Ja, tatsächlich. Jürgen Kramer ist gestorben.

Was war los am Montag? Von Beginn des Tages an war die Stimmung drückend. Jazzam fühlte sich schon beim Aufstehen nicht gut, und ich war gereizt und dünnhäutig. Wir stritten, schossen Worte ab, ließen Energien in die Luft. Knall! Ich wollte schon fort, doch dann kamen wir wieder zusammen und frühstückten gemeinsam. Da ist nämlich so ein Band zwischen uns, das muss ganz sicher aus Gummi sein. Wird es einmal gedehnt, zieht es uns auch wieder zueinander.

Doch als ich mich auf den Weg zu meinem Arbeitsplatz machte, ballte sich in mir noch immer alles zusammen. Schwermut überkam mich, Ausweglosigkeit, sehr fatalistisch. Schrecklich. Kein Weg. Ich fühlte mich in meinem Leben beengt und unfrei. Der Sinn, die Zeit, der Raum, die Gesundheit ... die Möglichkeit ...

Ich kenne solche Stimmungen bereits, ab und zu ereilen die mich, und erst recht im November.

Doch diesmal schien ein Ende erreicht. Immer wieder schoss es mir durch den Kopf: Ich würde kein Künstler mehr sein, das sollte heute enden! Ich würde nicht mehr träumen, das sollte heute enden! Ich würde nicht mehr diesen irren, unvorhersehbaren Weg der künstlerischen Inspiration gehen. Diesem Ideal wollte ich heute abschwören, das sollte heute enden!

Ich würde fortan ganz realistisch mit realistischen Zielen leben. Konventionell arbeiten, Geld verdienen, die Erwartungen erfüllen, es irgendwie machen. "Ich" würde nicht mehr gebraucht.

Vor dem Rechner sitzend sagte es in mir ganz klar: Auch einen Blog brauchst Du nicht mehr zu führen. Ein Schlusspunkt musste gesetzt werden. Fin. Mit Bleistift schnell auf einen herumliegenden Zettel gezeichnet. Reinzeichnung? Nein, ein Ende ist ein Ende. Fin! Viertel vor Zwölf war das.

Die Eingabemaske fragte mich, in welcher Kategorie der neue Beitrag stehen sollte. "Befindlichkeit", was sonst? Nein, durchfuhr es mich plötzlich, wenn ich das mache, könnte womöglich irgendjemand da draußen denken, ich wolle mich ... Das ging nicht, so etwas darf man nicht tun. Verantwortungsgefühl. Also: "Gedachte Welt".

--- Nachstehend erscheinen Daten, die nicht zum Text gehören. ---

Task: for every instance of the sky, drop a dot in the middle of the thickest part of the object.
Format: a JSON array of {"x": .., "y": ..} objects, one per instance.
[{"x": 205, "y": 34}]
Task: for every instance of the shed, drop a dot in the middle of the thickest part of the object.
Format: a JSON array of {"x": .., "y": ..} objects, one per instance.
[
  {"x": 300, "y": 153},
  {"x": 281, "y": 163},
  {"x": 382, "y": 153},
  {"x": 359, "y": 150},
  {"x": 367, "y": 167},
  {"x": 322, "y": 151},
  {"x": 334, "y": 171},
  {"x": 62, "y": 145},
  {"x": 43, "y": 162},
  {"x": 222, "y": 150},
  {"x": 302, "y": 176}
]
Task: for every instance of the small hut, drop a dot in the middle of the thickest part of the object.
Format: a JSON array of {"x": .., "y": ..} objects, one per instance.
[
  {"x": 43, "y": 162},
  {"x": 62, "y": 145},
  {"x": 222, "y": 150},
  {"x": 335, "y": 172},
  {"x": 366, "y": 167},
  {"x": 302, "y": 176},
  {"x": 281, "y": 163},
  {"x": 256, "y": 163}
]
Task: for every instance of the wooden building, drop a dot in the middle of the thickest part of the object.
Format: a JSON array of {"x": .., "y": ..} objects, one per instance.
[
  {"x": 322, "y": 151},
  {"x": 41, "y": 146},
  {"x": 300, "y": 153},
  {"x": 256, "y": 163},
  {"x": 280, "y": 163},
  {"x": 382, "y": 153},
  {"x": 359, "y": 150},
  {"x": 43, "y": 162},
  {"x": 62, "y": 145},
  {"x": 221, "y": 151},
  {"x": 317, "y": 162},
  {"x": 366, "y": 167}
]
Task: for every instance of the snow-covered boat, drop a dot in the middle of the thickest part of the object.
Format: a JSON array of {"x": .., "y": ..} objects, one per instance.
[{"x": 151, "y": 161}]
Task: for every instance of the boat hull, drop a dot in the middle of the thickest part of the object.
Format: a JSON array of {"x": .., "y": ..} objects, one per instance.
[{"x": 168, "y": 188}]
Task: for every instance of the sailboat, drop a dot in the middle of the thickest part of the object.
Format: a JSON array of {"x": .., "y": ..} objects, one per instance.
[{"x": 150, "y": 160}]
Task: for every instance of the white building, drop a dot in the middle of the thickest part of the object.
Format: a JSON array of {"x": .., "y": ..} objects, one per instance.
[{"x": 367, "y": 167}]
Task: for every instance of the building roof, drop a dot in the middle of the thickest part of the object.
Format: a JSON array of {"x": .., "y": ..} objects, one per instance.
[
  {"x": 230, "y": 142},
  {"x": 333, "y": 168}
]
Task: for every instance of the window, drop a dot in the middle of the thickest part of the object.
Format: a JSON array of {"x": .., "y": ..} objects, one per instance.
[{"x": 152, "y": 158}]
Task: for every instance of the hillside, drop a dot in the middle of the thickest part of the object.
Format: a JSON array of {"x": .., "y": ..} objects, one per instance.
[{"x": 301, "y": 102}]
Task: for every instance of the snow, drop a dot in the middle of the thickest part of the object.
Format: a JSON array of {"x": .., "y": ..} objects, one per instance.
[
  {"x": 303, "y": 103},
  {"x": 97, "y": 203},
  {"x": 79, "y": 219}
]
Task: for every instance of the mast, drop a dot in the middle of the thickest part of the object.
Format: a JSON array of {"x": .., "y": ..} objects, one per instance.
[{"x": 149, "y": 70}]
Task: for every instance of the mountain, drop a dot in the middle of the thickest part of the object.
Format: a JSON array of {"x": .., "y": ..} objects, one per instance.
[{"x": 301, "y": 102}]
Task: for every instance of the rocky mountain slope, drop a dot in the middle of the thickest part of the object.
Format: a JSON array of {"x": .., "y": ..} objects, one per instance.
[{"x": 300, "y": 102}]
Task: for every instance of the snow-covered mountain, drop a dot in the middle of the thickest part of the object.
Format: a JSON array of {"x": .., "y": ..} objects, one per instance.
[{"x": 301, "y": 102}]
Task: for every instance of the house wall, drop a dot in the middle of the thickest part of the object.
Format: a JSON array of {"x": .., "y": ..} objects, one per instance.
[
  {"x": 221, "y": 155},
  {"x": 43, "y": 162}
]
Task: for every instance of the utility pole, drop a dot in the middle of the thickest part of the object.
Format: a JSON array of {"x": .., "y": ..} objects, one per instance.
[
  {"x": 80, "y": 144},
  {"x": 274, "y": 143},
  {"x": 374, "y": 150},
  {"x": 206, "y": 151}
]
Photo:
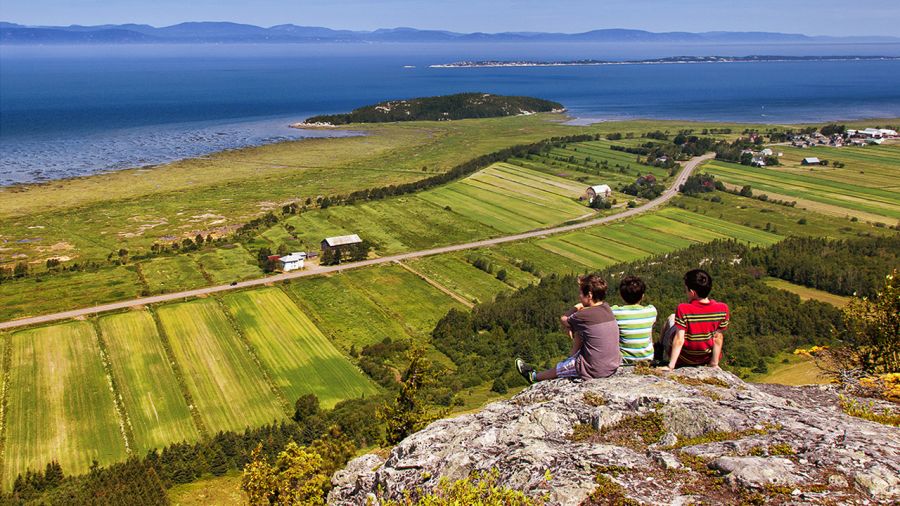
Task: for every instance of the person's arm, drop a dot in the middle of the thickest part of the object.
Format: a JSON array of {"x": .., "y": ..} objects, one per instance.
[
  {"x": 576, "y": 343},
  {"x": 717, "y": 349},
  {"x": 677, "y": 343},
  {"x": 719, "y": 339}
]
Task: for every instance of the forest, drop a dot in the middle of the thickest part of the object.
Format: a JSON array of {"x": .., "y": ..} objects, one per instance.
[
  {"x": 848, "y": 267},
  {"x": 442, "y": 108},
  {"x": 482, "y": 344}
]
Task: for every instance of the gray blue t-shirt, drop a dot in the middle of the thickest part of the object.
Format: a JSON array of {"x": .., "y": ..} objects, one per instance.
[{"x": 599, "y": 356}]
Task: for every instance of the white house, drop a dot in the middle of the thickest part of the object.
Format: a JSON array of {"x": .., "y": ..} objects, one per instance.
[
  {"x": 342, "y": 242},
  {"x": 601, "y": 190},
  {"x": 291, "y": 262}
]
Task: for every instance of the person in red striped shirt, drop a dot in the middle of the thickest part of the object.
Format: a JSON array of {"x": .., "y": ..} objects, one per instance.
[{"x": 693, "y": 336}]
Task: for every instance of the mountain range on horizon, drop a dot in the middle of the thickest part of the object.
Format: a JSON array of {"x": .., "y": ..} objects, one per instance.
[{"x": 228, "y": 32}]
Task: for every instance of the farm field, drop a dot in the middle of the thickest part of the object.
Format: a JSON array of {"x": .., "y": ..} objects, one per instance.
[
  {"x": 809, "y": 186},
  {"x": 459, "y": 276},
  {"x": 132, "y": 209},
  {"x": 228, "y": 387},
  {"x": 59, "y": 404},
  {"x": 871, "y": 166},
  {"x": 145, "y": 380},
  {"x": 784, "y": 220},
  {"x": 515, "y": 276},
  {"x": 171, "y": 274},
  {"x": 545, "y": 261},
  {"x": 227, "y": 264},
  {"x": 300, "y": 359},
  {"x": 359, "y": 323},
  {"x": 393, "y": 225},
  {"x": 59, "y": 292},
  {"x": 706, "y": 223},
  {"x": 789, "y": 369},
  {"x": 404, "y": 296},
  {"x": 806, "y": 293}
]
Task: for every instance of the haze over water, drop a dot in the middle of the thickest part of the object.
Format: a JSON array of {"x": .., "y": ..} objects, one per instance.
[{"x": 67, "y": 111}]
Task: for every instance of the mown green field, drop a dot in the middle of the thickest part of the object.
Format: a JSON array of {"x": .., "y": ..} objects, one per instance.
[
  {"x": 171, "y": 274},
  {"x": 345, "y": 314},
  {"x": 394, "y": 225},
  {"x": 59, "y": 292},
  {"x": 784, "y": 220},
  {"x": 301, "y": 360},
  {"x": 87, "y": 218},
  {"x": 806, "y": 293},
  {"x": 59, "y": 404},
  {"x": 852, "y": 196},
  {"x": 146, "y": 381},
  {"x": 460, "y": 277},
  {"x": 228, "y": 387},
  {"x": 411, "y": 300},
  {"x": 224, "y": 265},
  {"x": 544, "y": 260}
]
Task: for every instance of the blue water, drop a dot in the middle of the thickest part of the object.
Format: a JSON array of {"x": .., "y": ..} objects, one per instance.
[{"x": 68, "y": 111}]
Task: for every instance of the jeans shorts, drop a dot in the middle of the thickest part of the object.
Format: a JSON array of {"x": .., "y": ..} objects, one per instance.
[{"x": 566, "y": 368}]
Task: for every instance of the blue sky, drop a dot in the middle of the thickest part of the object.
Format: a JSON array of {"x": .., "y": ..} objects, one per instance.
[{"x": 812, "y": 17}]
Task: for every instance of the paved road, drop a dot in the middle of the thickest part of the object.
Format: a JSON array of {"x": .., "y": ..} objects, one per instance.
[{"x": 313, "y": 271}]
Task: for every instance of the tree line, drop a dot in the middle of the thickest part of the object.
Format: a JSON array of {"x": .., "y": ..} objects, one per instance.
[
  {"x": 844, "y": 267},
  {"x": 441, "y": 108}
]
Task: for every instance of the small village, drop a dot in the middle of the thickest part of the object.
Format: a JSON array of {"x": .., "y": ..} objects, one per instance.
[{"x": 839, "y": 139}]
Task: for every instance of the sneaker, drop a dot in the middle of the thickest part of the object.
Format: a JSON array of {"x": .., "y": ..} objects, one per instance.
[{"x": 526, "y": 371}]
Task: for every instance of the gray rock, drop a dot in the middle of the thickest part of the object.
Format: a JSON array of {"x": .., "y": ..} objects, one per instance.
[
  {"x": 837, "y": 481},
  {"x": 527, "y": 436},
  {"x": 879, "y": 482},
  {"x": 756, "y": 472}
]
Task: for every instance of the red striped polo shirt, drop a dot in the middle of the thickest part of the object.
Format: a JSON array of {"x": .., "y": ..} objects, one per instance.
[{"x": 700, "y": 322}]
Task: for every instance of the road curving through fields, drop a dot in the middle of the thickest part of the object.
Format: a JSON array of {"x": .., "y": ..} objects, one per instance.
[{"x": 667, "y": 195}]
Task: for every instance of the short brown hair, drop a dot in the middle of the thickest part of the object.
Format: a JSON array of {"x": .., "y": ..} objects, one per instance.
[
  {"x": 593, "y": 285},
  {"x": 632, "y": 289}
]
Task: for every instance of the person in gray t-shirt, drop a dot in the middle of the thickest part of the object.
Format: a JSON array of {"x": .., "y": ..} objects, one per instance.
[{"x": 595, "y": 338}]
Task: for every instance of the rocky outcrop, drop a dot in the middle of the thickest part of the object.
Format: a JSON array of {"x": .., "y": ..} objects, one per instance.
[{"x": 692, "y": 436}]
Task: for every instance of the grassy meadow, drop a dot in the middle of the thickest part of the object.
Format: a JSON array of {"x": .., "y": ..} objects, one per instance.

Ich hatte noch eine Zeichnung zu machen, im Auftrage. Damit befasste ich mich den Nachmittag über. Die letzte! Danach legte ich meine Utensilien in eine Schublade und schob sie zu.

Fin.


Der nächste Tag, der Dienstag, war recht ruhig. Jazzam und ich, bzw. das, was von Ich übrig war, gingen spazieren, später bereiteten wir uns auf den Abend vor. Gemeinsam mit anderen wollten wir eine Lesung aus dem Buch der Gelsenkirchener Geschichten gestalten. Die Lesung verlief harmonisch und gut. Befriedet ging ich von dort, vieles begann sich langsam zu lösen und wieder zu öffnen.

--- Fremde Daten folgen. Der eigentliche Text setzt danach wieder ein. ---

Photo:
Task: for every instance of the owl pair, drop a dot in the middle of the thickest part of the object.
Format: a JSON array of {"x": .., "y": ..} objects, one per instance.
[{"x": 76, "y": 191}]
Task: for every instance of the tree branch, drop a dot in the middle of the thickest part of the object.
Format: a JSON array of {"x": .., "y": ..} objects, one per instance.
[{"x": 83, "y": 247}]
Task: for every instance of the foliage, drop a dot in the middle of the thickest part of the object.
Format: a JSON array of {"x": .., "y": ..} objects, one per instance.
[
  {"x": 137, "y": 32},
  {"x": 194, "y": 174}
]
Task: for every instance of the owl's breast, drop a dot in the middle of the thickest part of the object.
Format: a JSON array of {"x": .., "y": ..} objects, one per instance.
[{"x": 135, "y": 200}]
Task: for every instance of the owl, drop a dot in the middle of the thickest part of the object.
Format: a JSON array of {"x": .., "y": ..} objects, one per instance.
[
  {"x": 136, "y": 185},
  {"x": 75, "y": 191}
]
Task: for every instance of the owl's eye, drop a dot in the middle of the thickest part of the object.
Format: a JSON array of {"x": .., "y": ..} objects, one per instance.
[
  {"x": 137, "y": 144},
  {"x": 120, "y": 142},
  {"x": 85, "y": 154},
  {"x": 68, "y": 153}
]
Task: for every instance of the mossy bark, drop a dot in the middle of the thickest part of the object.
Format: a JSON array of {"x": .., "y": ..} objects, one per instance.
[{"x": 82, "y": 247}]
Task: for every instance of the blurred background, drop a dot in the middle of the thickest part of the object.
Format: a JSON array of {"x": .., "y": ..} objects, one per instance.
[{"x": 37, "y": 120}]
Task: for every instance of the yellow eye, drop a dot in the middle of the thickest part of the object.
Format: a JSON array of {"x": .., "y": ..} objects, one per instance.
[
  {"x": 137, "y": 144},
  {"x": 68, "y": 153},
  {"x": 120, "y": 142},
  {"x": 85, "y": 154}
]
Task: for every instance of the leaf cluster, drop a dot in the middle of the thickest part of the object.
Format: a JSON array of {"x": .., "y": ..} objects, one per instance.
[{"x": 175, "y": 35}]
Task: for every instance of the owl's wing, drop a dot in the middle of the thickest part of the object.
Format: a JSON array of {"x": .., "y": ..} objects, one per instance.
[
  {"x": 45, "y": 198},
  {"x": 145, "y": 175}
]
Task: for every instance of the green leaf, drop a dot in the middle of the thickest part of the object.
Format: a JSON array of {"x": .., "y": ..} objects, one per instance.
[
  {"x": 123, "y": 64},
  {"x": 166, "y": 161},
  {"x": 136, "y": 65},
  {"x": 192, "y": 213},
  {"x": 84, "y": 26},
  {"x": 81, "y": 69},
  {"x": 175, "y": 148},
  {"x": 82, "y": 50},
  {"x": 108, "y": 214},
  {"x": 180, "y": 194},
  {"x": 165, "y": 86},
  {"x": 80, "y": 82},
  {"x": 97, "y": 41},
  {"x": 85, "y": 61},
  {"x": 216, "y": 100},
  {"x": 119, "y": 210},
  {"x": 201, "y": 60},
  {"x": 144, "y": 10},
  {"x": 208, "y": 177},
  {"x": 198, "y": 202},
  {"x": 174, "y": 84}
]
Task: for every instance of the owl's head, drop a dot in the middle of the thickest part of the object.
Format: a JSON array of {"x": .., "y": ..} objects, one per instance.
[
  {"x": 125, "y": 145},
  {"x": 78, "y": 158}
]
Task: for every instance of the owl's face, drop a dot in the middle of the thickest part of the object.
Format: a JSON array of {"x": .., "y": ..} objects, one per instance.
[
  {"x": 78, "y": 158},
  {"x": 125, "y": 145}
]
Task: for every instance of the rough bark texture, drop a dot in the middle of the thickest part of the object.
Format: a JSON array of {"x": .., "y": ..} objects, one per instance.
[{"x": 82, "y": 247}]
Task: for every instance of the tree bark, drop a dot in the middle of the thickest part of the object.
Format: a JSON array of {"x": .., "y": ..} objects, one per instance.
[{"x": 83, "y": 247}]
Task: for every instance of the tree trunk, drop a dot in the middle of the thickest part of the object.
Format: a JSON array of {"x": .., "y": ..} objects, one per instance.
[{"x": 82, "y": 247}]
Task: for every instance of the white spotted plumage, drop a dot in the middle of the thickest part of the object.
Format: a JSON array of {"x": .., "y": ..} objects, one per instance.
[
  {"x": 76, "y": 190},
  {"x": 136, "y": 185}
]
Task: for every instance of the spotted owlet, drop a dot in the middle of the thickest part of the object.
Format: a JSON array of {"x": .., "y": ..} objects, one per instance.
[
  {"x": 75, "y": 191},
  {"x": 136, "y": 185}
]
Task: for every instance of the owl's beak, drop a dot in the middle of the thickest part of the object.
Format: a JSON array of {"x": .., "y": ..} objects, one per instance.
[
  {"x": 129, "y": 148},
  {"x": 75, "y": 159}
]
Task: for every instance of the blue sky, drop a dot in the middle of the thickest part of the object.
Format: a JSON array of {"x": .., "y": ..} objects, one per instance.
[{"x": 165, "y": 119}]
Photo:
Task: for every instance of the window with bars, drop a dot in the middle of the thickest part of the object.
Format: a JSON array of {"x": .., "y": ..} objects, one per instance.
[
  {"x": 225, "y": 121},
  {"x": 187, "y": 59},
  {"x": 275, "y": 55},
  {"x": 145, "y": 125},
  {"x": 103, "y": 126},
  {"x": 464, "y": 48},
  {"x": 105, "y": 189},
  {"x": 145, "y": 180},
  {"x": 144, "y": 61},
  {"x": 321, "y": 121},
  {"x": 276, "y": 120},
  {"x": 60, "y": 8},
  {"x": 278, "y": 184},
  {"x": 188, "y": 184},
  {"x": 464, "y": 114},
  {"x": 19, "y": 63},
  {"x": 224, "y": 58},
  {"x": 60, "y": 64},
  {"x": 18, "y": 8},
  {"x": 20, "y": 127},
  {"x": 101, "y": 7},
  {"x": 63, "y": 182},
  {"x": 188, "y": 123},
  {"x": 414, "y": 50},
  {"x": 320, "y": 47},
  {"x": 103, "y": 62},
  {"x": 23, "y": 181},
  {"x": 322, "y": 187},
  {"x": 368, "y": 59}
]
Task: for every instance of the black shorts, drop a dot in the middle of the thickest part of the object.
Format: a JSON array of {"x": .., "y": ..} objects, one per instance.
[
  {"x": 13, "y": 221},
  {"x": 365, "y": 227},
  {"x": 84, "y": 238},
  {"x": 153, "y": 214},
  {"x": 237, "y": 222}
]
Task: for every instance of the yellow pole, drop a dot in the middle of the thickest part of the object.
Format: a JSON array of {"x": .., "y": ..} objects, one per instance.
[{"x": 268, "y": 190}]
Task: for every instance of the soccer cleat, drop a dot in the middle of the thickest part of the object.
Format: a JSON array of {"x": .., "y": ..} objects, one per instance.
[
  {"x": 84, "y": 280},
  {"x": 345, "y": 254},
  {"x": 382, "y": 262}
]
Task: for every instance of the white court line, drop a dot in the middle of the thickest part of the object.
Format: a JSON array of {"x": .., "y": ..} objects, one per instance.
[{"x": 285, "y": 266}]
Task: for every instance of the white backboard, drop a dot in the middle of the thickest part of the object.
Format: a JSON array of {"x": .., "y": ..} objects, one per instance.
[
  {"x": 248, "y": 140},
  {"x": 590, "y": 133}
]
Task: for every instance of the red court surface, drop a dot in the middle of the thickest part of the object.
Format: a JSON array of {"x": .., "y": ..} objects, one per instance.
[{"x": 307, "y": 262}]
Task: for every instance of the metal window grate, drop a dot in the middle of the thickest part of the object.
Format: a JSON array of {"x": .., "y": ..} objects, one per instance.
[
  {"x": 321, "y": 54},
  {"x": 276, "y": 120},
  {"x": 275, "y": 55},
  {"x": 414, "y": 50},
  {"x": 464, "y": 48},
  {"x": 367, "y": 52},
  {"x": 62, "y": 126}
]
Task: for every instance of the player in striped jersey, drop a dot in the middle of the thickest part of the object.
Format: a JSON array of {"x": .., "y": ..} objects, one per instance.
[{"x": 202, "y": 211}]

Ich hatte den Ton der Lesung mitgeschnitten und setzte mich spät noch einmal an den Rechner, um die Aufnahme zu bearbeiten. Als ich damit gerade fertig war, las ich die Nachricht:

Jürgen Kramer war gestorben. (KLICK)

Wie ein Schlag. Alles kippte. Das kann doch nicht wahr sein. Jürgen.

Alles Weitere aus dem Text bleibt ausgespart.